Randonnées d'automne : trois itinéraires européens inspirants pour le littoral morbihannais
Lonely Planet vient de consacrer un nouveau guide, « Where to Go When: Hiking », à plus de quatre-vingt-dix randonnées à travers le monde, classées par saison idéale.

Trois itinéraires européens à marcher cet automne, et ce qu'ils inspirent en Morbihan
Trois itinéraires européens y sont mis à l'honneur pour l'arrière-saison, et leurs choix de gestion, de signalétique et de sobriété résonnent directement avec ce que nous cherchons à construire, semaine après semaine, sur les sentiers du littoral morbihannais.
Trois lectures pour comprendre l'automne en marche
Le premier sentier mis en avant est le Premužić, dans le parc national du Velebit septentrional, en Croatie. Lonely Planet le présente comme l'un des plus beaux exemples européens d'ingénierie en pierre sèche: des chemins façonnés à la main qui serpentent entre alpages fleuris, bergeries et vues plongeantes sur l'Adriatique. Septembre y est recommandé pour ses températures douces, l'absence de neige et la mer encore chaude — un trio de conditions que l'on retrouve, à d'autres latitudes, sur nos propres côtes bretonnes.
Le deuxième itinéraire traverse l'Angleterre d'ouest en est, sur les pas du célèbre marcheur Alfred Wainwright. Il relie St Bees, en Cumbria, à Robin Hood's Bay, dans le Yorkshire, et passe par trois parcs nationaux. Récemment élevé au rang de National Trail, le parcours bénéficie aujourd'hui d'une signalétique plus claire, d'une accessibilité revue et d'une gestion environnementale renforcée. Cette montée en exigences nous parle directement: c'est exactement ce type de cadre qui permet à un sentier côtier de durer sans se dégrader.
Le troisième, la Via Francigena, est un ancien chemin de pèlerinage qui part de Bourg-Saint-Pierre dans les Alpes suisses, descend par la vallée d'Aoste en Italie et file jusqu'à Rome. Le guide y insiste sur les panoramas alpins, les prairies fleuries et la richesse culturelle et gastronomique des régions traversées — autant d'invitations à ralentir le pas pour mieux lire un paysage.
Ce que ces exemples nous soufflent pour nos propres pratiques
Bien que ces itinéraires soient aux quatre coins de l'Europe, ils partagent une même conviction: marcher à l'automne, c'est accepter un tempo plus lent et une fréquentation plus diffuse. C'est pourquoi ils méritent d'être lus comme un miroir tendu vers nos propres parcours, du Golfe aux landes intérieures.
Un récent article relayé par Yahoo Life UK rappelle d'ailleurs que les voyages à pied demeurent l'un des meilleurs antidotes au surtourisme — une idée que nous partageons pleinement, parce qu'elle replace le randonneur dans le paysage au lieu de l'extraire.

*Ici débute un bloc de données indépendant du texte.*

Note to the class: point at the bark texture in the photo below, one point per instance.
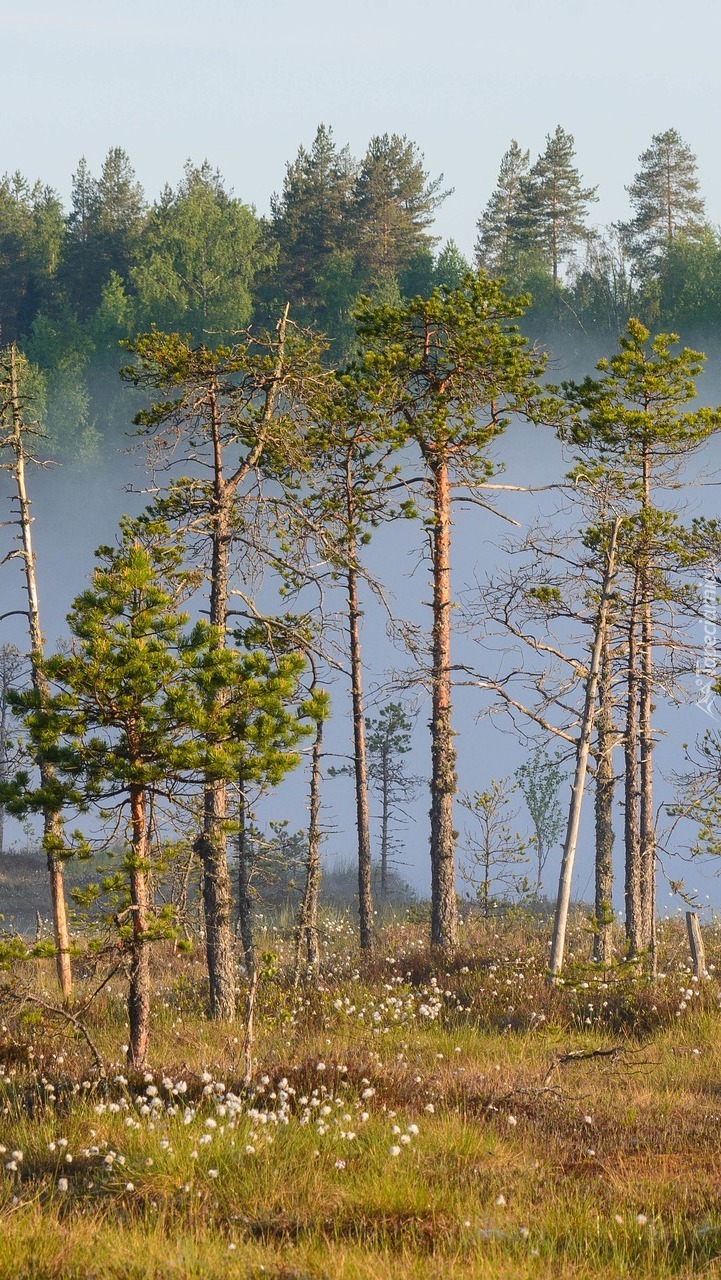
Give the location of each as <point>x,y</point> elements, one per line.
<point>605,795</point>
<point>138,995</point>
<point>360,769</point>
<point>51,819</point>
<point>443,910</point>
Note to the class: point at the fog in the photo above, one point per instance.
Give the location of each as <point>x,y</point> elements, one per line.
<point>77,507</point>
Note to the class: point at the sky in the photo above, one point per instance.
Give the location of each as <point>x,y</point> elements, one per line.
<point>245,83</point>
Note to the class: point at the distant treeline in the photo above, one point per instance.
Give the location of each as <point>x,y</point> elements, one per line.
<point>73,284</point>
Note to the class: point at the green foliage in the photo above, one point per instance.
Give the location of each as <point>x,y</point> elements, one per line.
<point>552,206</point>
<point>665,199</point>
<point>539,780</point>
<point>199,256</point>
<point>493,850</point>
<point>447,371</point>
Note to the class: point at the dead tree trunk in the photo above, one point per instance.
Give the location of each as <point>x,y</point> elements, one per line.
<point>306,928</point>
<point>51,819</point>
<point>443,910</point>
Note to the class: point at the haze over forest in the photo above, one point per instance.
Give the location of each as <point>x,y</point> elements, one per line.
<point>78,283</point>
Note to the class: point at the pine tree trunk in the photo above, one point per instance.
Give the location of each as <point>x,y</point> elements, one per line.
<point>605,792</point>
<point>4,690</point>
<point>138,995</point>
<point>306,928</point>
<point>360,762</point>
<point>51,819</point>
<point>647,827</point>
<point>443,909</point>
<point>217,901</point>
<point>633,900</point>
<point>583,749</point>
<point>217,892</point>
<point>384,826</point>
<point>245,905</point>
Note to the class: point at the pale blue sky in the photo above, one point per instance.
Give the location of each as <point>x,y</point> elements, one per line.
<point>243,83</point>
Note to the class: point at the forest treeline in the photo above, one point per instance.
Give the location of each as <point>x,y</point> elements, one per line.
<point>284,420</point>
<point>76,283</point>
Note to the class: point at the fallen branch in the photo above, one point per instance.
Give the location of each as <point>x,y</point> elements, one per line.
<point>579,1055</point>
<point>58,1011</point>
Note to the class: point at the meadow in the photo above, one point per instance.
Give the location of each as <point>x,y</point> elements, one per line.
<point>404,1119</point>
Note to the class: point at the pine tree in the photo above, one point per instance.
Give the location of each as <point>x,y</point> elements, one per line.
<point>311,224</point>
<point>665,199</point>
<point>443,375</point>
<point>497,225</point>
<point>388,741</point>
<point>197,260</point>
<point>233,408</point>
<point>553,204</point>
<point>393,206</point>
<point>634,423</point>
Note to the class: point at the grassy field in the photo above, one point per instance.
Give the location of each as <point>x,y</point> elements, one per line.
<point>405,1120</point>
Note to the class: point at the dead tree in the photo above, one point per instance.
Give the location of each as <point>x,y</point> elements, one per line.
<point>51,817</point>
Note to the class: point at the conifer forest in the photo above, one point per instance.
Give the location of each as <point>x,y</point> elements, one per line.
<point>359,704</point>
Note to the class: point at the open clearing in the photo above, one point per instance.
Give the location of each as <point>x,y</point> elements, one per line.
<point>404,1120</point>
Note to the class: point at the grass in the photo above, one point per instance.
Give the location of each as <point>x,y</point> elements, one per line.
<point>405,1120</point>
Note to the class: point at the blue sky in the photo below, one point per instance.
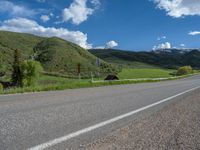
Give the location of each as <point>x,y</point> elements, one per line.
<point>121,24</point>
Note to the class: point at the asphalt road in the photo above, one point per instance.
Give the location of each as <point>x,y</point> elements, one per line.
<point>28,120</point>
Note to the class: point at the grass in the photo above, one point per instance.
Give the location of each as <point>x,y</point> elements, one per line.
<point>52,83</point>
<point>145,73</point>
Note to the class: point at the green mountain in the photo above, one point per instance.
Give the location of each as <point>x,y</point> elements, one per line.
<point>169,58</point>
<point>55,54</point>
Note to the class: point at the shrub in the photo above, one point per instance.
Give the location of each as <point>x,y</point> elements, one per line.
<point>31,71</point>
<point>16,72</point>
<point>184,70</point>
<point>1,87</point>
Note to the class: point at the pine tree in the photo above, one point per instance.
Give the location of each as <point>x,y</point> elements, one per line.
<point>17,73</point>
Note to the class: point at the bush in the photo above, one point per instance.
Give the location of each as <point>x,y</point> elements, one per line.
<point>31,71</point>
<point>1,87</point>
<point>184,70</point>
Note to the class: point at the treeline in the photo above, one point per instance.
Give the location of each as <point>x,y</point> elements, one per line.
<point>163,59</point>
<point>24,73</point>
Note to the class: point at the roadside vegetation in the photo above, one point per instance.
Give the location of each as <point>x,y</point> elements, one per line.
<point>29,63</point>
<point>145,73</point>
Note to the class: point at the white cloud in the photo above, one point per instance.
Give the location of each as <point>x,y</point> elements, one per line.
<point>111,44</point>
<point>179,8</point>
<point>182,45</point>
<point>194,33</point>
<point>15,10</point>
<point>165,45</point>
<point>30,26</point>
<point>45,18</point>
<point>78,11</point>
<point>41,1</point>
<point>162,37</point>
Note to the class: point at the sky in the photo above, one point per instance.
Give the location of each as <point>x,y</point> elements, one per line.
<point>134,25</point>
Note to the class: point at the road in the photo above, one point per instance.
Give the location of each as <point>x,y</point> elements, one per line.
<point>51,119</point>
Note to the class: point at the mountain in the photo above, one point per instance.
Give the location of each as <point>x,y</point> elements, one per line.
<point>172,58</point>
<point>55,54</point>
<point>175,50</point>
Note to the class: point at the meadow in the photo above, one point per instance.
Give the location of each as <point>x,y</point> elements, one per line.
<point>145,73</point>
<point>50,83</point>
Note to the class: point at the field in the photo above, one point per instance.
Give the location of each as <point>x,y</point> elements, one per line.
<point>48,83</point>
<point>145,73</point>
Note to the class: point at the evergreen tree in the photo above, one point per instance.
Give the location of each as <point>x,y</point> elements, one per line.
<point>17,75</point>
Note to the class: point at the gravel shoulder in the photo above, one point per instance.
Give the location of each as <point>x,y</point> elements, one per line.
<point>176,126</point>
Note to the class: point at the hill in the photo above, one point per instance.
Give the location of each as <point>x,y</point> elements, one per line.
<point>167,59</point>
<point>55,54</point>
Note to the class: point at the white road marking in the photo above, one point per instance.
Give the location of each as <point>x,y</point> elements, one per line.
<point>104,123</point>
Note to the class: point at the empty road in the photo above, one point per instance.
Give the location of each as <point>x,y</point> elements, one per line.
<point>71,118</point>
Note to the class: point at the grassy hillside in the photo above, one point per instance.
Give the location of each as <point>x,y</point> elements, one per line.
<point>55,54</point>
<point>145,73</point>
<point>161,59</point>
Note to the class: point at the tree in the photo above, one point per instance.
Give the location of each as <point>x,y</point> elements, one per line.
<point>31,71</point>
<point>16,70</point>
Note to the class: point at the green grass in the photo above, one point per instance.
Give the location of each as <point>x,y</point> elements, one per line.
<point>49,83</point>
<point>144,73</point>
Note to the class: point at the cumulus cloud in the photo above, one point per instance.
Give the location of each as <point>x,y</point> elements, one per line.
<point>182,45</point>
<point>111,44</point>
<point>194,33</point>
<point>30,26</point>
<point>165,45</point>
<point>78,11</point>
<point>179,8</point>
<point>161,38</point>
<point>41,1</point>
<point>45,18</point>
<point>15,10</point>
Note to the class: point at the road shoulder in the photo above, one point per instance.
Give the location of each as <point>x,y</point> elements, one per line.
<point>176,126</point>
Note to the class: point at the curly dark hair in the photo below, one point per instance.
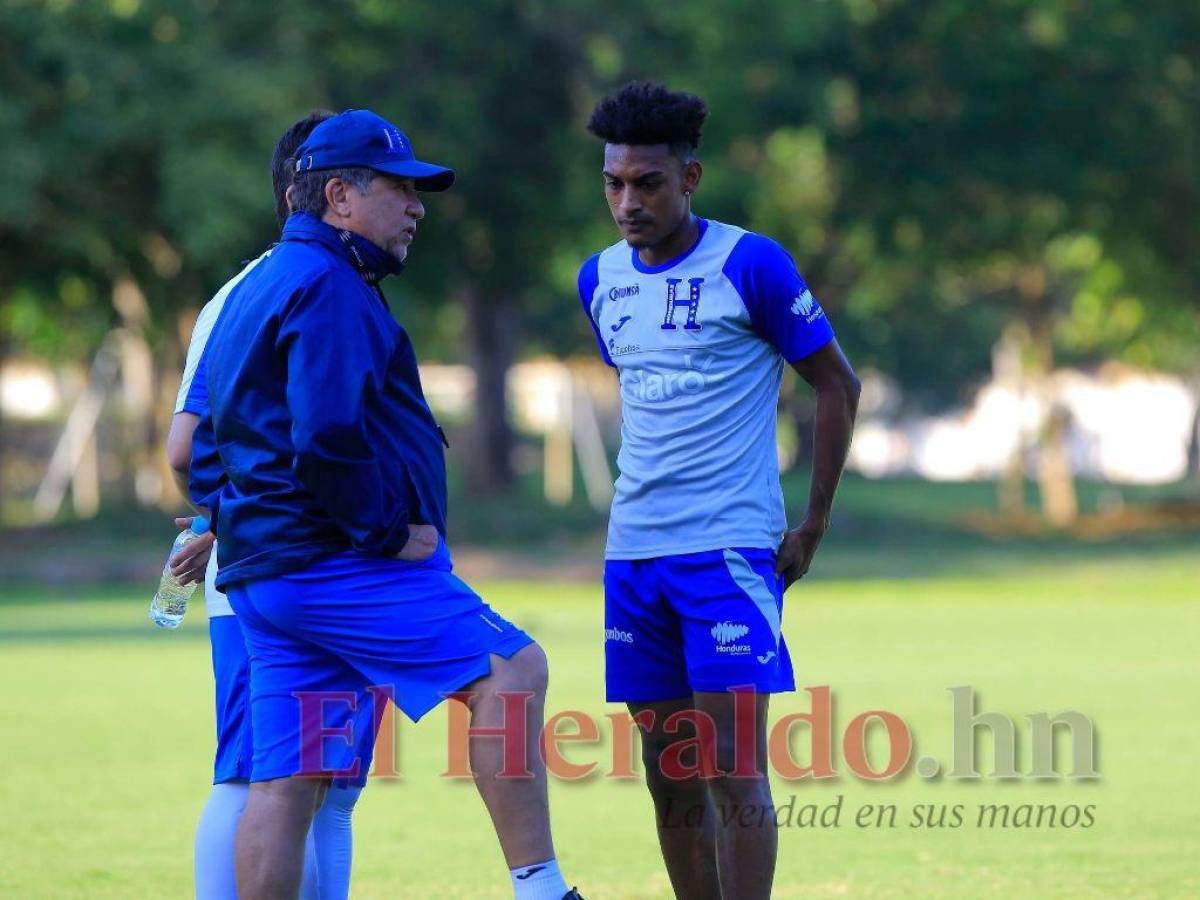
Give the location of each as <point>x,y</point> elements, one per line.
<point>648,113</point>
<point>283,159</point>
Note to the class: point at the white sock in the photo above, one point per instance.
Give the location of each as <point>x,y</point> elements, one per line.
<point>215,835</point>
<point>335,841</point>
<point>540,881</point>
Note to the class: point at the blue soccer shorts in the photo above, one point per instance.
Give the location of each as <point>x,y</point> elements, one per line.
<point>352,623</point>
<point>694,622</point>
<point>231,675</point>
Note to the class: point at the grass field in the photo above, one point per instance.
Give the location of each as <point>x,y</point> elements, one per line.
<point>106,735</point>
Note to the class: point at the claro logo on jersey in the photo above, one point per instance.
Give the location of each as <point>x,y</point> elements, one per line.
<point>653,387</point>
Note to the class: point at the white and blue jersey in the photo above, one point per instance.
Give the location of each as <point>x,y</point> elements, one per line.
<point>691,598</point>
<point>700,343</point>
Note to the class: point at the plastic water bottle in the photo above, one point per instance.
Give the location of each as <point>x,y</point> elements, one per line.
<point>169,605</point>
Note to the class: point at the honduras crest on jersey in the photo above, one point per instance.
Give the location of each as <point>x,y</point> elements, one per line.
<point>700,343</point>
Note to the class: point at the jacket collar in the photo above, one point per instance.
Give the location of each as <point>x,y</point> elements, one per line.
<point>373,263</point>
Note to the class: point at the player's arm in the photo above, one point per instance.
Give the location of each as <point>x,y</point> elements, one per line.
<point>837,389</point>
<point>785,313</point>
<point>179,447</point>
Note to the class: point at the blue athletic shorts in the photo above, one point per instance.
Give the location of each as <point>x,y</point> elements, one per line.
<point>349,623</point>
<point>695,622</point>
<point>231,675</point>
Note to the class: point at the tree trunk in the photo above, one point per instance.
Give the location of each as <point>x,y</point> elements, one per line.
<point>1056,481</point>
<point>490,335</point>
<point>1008,371</point>
<point>4,355</point>
<point>1193,471</point>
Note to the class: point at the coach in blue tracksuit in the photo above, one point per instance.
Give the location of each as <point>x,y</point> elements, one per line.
<point>333,507</point>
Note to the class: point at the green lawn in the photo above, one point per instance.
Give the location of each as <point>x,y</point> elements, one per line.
<point>106,738</point>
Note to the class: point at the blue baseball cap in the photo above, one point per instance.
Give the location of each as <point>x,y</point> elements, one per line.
<point>358,138</point>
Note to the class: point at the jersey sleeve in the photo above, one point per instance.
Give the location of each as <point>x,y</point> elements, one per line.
<point>783,310</point>
<point>588,281</point>
<point>195,372</point>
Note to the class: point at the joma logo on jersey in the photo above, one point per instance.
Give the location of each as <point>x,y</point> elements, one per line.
<point>675,303</point>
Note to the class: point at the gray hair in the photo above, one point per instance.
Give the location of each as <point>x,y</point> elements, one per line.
<point>309,189</point>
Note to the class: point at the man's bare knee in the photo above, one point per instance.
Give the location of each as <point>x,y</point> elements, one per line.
<point>525,671</point>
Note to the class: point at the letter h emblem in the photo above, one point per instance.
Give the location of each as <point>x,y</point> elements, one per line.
<point>691,303</point>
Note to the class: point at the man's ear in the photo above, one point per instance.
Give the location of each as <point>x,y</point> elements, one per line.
<point>336,196</point>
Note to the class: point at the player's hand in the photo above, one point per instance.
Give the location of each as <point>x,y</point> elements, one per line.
<point>798,549</point>
<point>189,564</point>
<point>423,540</point>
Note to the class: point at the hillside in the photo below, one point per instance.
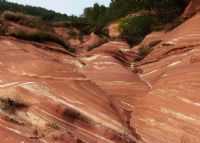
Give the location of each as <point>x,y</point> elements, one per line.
<point>59,83</point>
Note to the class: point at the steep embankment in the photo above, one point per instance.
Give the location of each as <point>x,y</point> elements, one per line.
<point>44,98</point>
<point>170,111</point>
<point>47,95</point>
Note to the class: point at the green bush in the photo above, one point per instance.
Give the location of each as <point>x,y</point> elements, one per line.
<point>3,30</point>
<point>72,33</point>
<point>134,28</point>
<point>26,20</point>
<point>42,37</point>
<point>98,44</point>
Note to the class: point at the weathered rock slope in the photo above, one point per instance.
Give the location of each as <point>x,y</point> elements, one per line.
<point>47,96</point>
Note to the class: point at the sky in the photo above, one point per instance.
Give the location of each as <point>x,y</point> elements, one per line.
<point>68,7</point>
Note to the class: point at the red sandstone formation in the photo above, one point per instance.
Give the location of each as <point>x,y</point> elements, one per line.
<point>45,98</point>
<point>48,96</point>
<point>193,8</point>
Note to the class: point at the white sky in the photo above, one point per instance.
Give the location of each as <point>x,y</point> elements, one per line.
<point>63,6</point>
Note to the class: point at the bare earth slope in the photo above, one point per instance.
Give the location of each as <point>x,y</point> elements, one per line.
<point>44,98</point>
<point>48,96</point>
<point>170,113</point>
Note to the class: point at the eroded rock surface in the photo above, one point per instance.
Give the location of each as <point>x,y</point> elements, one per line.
<point>45,98</point>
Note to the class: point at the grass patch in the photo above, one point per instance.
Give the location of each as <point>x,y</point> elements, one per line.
<point>98,44</point>
<point>74,115</point>
<point>27,20</point>
<point>72,33</point>
<point>42,37</point>
<point>11,105</point>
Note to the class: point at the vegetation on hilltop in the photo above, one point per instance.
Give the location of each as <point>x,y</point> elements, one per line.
<point>48,15</point>
<point>136,18</point>
<point>143,17</point>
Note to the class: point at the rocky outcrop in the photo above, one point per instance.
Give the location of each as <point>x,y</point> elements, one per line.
<point>117,49</point>
<point>45,98</point>
<point>113,30</point>
<point>192,8</point>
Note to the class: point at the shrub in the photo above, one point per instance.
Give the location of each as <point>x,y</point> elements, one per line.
<point>26,20</point>
<point>99,43</point>
<point>134,28</point>
<point>3,30</point>
<point>42,37</point>
<point>72,33</point>
<point>11,105</point>
<point>145,50</point>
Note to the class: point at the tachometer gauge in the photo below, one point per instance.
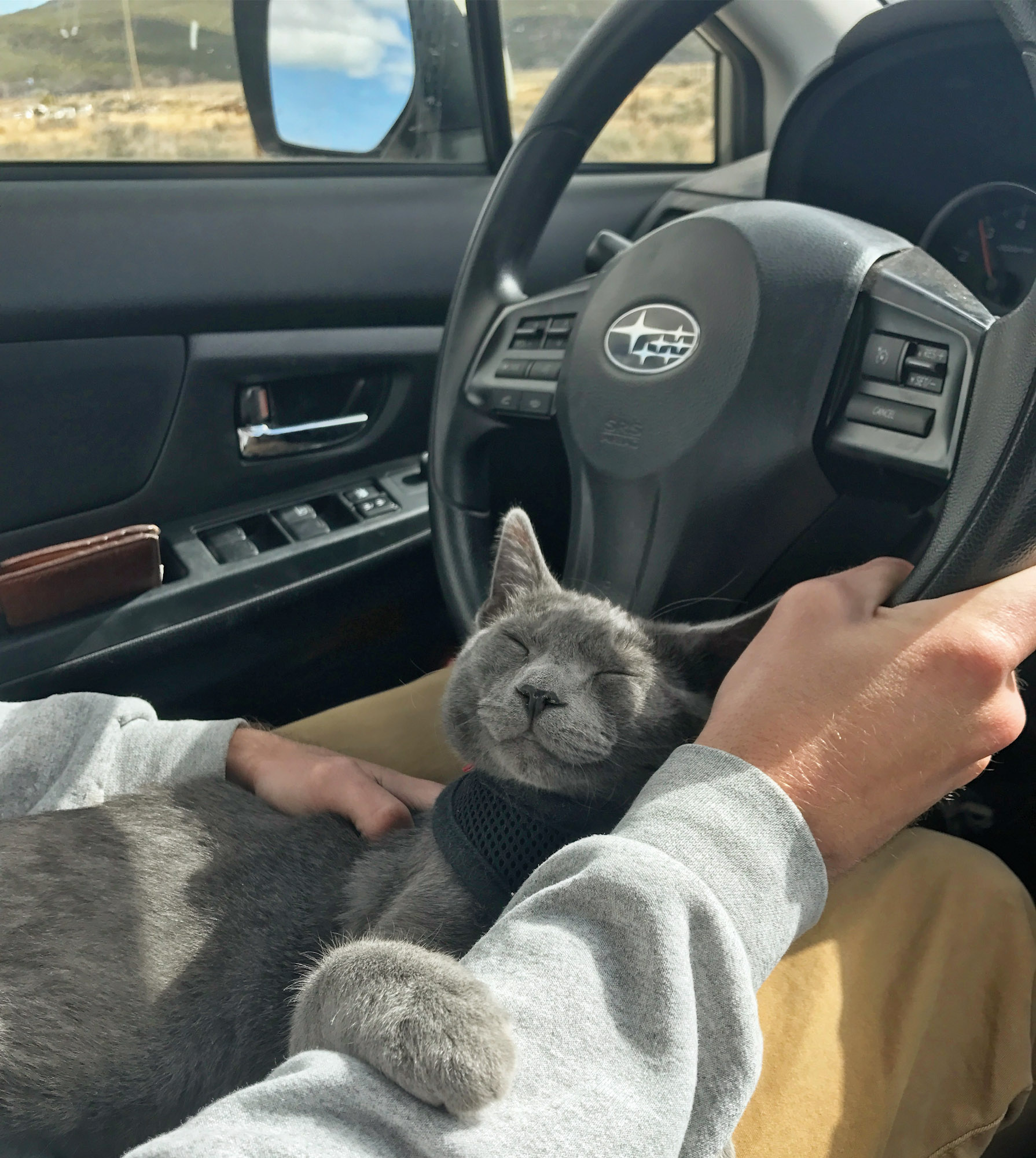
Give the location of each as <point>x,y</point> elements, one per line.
<point>987,238</point>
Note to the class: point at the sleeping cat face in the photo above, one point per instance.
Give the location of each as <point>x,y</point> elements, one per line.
<point>572,694</point>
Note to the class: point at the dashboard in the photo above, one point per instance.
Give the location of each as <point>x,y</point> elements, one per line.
<point>924,122</point>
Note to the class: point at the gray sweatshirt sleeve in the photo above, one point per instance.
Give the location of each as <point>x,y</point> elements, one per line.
<point>79,750</point>
<point>629,965</point>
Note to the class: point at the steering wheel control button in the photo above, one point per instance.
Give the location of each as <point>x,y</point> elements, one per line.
<point>884,357</point>
<point>537,402</point>
<point>892,416</point>
<point>545,371</point>
<point>509,401</point>
<point>650,340</point>
<point>513,368</point>
<point>303,523</point>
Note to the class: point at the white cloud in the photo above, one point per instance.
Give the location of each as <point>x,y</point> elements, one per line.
<point>365,39</point>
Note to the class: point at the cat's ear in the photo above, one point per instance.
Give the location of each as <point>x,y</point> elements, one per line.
<point>520,568</point>
<point>706,653</point>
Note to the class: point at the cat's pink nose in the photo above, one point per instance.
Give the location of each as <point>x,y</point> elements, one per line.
<point>537,700</point>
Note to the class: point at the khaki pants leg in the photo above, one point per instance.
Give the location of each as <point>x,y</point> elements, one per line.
<point>899,1028</point>
<point>400,729</point>
<point>901,1025</point>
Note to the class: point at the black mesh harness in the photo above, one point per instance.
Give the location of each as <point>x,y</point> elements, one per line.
<point>494,833</point>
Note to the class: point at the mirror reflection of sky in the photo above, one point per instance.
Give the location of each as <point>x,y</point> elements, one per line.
<point>341,71</point>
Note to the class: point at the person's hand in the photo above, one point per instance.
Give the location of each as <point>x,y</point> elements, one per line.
<point>300,779</point>
<point>866,715</point>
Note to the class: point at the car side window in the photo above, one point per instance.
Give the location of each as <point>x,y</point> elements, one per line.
<point>167,80</point>
<point>670,119</point>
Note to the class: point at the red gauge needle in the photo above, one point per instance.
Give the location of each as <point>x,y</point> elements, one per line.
<point>986,250</point>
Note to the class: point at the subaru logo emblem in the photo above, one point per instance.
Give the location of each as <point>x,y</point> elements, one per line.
<point>652,339</point>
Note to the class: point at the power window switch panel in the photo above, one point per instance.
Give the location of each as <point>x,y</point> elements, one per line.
<point>363,493</point>
<point>891,416</point>
<point>380,505</point>
<point>231,545</point>
<point>302,522</point>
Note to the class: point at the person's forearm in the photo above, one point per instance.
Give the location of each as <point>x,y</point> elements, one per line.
<point>629,966</point>
<point>78,750</point>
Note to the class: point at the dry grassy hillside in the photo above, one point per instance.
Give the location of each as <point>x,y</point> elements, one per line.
<point>190,122</point>
<point>670,116</point>
<point>670,119</point>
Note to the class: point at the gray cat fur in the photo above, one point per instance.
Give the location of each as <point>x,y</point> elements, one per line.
<point>148,947</point>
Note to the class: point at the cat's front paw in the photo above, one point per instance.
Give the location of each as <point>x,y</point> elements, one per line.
<point>420,1017</point>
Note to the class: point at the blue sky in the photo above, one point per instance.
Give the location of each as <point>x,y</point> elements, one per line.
<point>341,71</point>
<point>326,108</point>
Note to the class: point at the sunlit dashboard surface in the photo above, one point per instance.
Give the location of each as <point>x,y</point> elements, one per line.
<point>987,238</point>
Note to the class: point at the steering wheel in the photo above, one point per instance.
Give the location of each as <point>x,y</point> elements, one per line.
<point>711,380</point>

Pour préparer un grand voyage automnal, trois fenêtres se dégagent du guide: septembre pour la Croatie, octobre pour la traversée anglaise, et l'arrière-saison pour la Via Francigena italienne. Le guide signale aussi que novembre devient intéressant pour des destinations plus lointaines, comme la Laguna Quilotoa en Équateur ou les vallées du Langtang et de l'Helambu au Népal — autant de voyages qui se préparent longtemps à l'avance, en gardant à l'esprit que ces régions portent elles aussi une histoire de résilience, notamment après le séisme de 2015 qui a frappé le Langtang.
En attendant, l'automne breton nous offre précisément ce que ces voyageurs cherchent au bout du monde: des lumières rasantes, des sentiers moins fréquentés et une mer praticable à pied sur certaines portions du littoral. C'est la saison que nos accompagnateurs naturalistes affectionnent, parce qu'elle révèle ce que l'été masque — et c'est aussi pour cela que nous continuons, carte ouverte, à arpenter le Morbihan avec vous.